In a world where superheroes have been restricted by the law,
the murder of a former hero brings a reluctant team back together.
Directed by Zack Snyder
Written by David Hayter and Alex Tse
Starring Jackie Earle Haley, Patrick Wilson, Malin Akerman,
Billy Crudup, Matthew Goode, Jeffrey Dean Morgan, Carla Gugino
Based on the graphic novel by Alan Moore and Dave Gibbons
I can understand the animosity regarding the film adaptation of Watchmen. It's difficult to please everyone, particularly Alan Moore and his loyal fanbase. However, if you can look past the major differences, Watchmen is a fantastic movie that stands on its own as a political statement and a comic book thriller. It's perfectly cast and contains some truly breathtaking visuals. I absolutely love it.
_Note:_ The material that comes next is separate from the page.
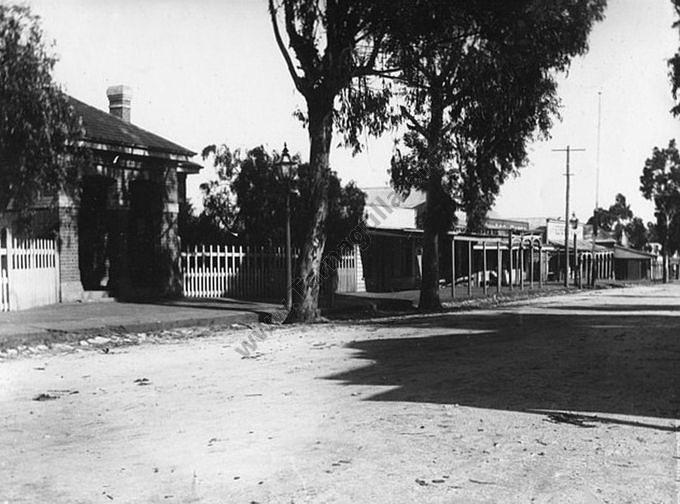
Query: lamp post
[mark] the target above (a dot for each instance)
(577, 270)
(287, 171)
I'll confess that I have not read the graphic novel. Before you start hurling the stones at me, remember that I'm not here to review the graphic novel. I'm here to review the movie. In that respect, I can say that Watchmen is a stellar film because it deals with the dark, everyday side of fighting crime. This is a world that punishes its heroes because they fail. It's a world where the good don't always triumph over evil and the line between the two is quite grey. I wish there were more films that explored settings like this. The characters are washed-up heroes past their prime who can't move on. Rorschach, Nite Owl, Silk Spectre, and the Comedian have no superpowers, yet they can't stop fighting the good fight, even when there isn't one to fight. All of these characters are portrayed flawlessly in my opinion, especially Jackie Earle Haley's iconic portrayal of Rorschach. While Billy Crudup does well as Dr. Manhattan, I wish he'd put on some pants once in a while. Matthew Goode is also good (haha) as Ozymandias, even if he is somewhat forgettable.
In a world where superheroes exist, America won the Vietnam War and Nixon was elected to a third term. It makes you wonder what life would be like if extraordinary people lived among us. I believe that Watchmen shows us the closest thing to that world we will ever see. A dismal America where the civilians have turned on their protectors and the protectors have given up on their civilians. It's a bleak dream, but it's an interesting one.